Our seasoned students understand this catastrophe and genuinely desire to become equipped to meet the needs of their churches for sacred adornment. The quality work they produced in Maggie Valley is a testament to their talent and sobriety of purpose.

Again, as with the workshop held in the remote setting of St. Tikhon Orthodox Theological Seminary, June 19-25, 2011, the fundamental question of Hexaemeron’s mission is raised.  We have never claimed that the workshop model is capable of graduating iconographers. In fact, we have stated such in all our literature and in our classes. We return from a glorious six days, surrounded by the natural beauty of mountain streams and forests, happy to have reconnected with long-time friends and to have made new ones. Yet again, we are aware that we must find a way to help them become fully literate in the language of iconography in which they have invested themselves to preach the Gospel of Jesus Christ by means of line and color.

Again, we turn to the Holy Trinity and ask for divine direction on how to establish a permanent shelter for the thorough training of iconographers.  Again, we find ourselves evaluating our mission after wandering these last ten years, pitching our tent where we may to spend six days providing lessons that can hardly be apprehended in six years of close apprenticeship with a master teacher like Ksenia Pokrovsky.  In a completely unforeseen way, we have become a  part of the Izograph Society of Iconographers that Ksenia and her fellow pioneers founded in Russia  in the 1980’s when making icons was a crime on par with trafficking in firearms, pornography and narcotics.
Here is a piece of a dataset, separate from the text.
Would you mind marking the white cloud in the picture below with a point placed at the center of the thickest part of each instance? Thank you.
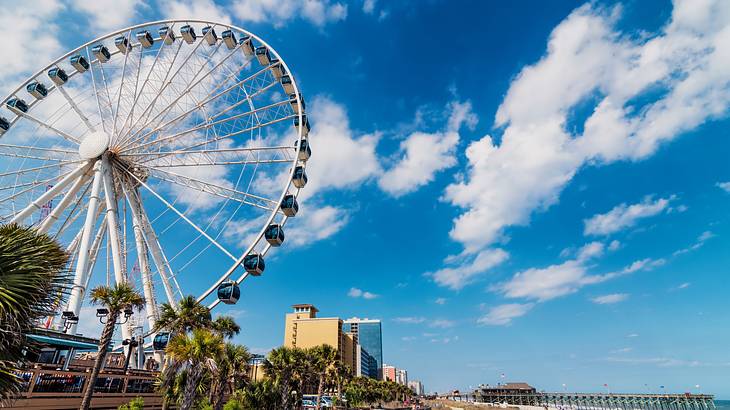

Under Ksenia’s uncompromising guidance, we are helping to recover icon writing, not as an indigenous art of America, but as an organic link to the ancient tradition of iconography, a rescuing and resurrection of sublime models upon which to base what comes after us in gratitude for what we have received.

On these shores we are pioneering works of beauty for which an aesthetically and spiritually starved culture desperately yearns, though perhaps unaware. Our students’ work reminds us that God provides beautiful things in the wilderness that may someday change the world. Iconography is hard work, but Our Lord’s burden is easy and His yoke is light.

And, as Dostoevsky has famously said, “Beauty shall save the world.”